SNOW HILL – A new pretrial supervision program is expected to benefit inmates and reduce the population at the Worcester County Jail.
In late July the Worcester County Jail launched a pretrial supervision program that will allow certain offenders awaiting trial to be released. They’ll remain supervised but will be able to return to their homes so they can continue working or attending any relevant drug treatment or counseling programs.
“This is a step in the right direction,” said Worcester County District Court Judge Gerald V. Purnell, the administrative judge for District 2. “This new program will help us reduce the number of pretrial offenders incarcerated at the jail.”
The Worcester County Jail started the pretrial program this summer after the Worcester County Commissioners approved a grant application for $66,914 in funding to aid in administration of the program, according to the Maryland Judiciary.
“We worked closely with county leaders to get this program up and running,” said Worcester County Circuit Court Administrative Judge Brian D. Shockley. “Warden (Donna) Bounds and Court Administrator Mike Howard deserve particular credit. This is a much needed program that will serve the county well.”
The pretrial program in Worcester County comes roughly a year after changes to Maryland’s pretrial release rule, which promotes the least stringent conditions of release before trial, went into effect. Similar programs are in effect in several jurisdictions throughout the state—including Wicomico County—and can range from telephone calls to defendants to remind them of court dates to varying levels of supervision based on risk and need.

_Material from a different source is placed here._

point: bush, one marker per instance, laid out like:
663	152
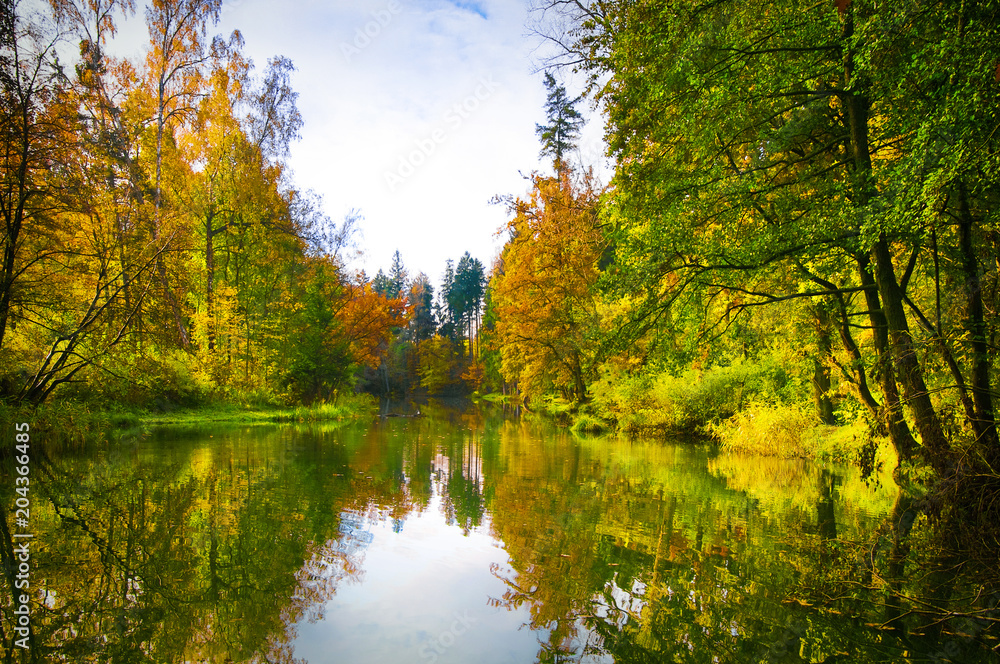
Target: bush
765	430
689	402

“It’s an alternative to allow people to be released and continue in the community,” Bounds said.
According to Col. Quintin Dennis, assistant warden of security and custody for the Worcester County Jail, the county’s new program offers a wide array of pretrial release options, including self-reporting, phone calls, and GPS monitoring.
Bounds said that inmates will be screened upon arrival at the jail to determine whether they’re eligible for the program. If they are eligible, it will be up to the court to make the final decision of whether to allow pretrial release.
“I believe it will help in not only providing defendants with the opportunity to remain in the community but it could also be cost saving to the county,” Bounds said.
She said the program has been active since it was started in late July. As of this week Bounds said there were five individuals enrolled in the program.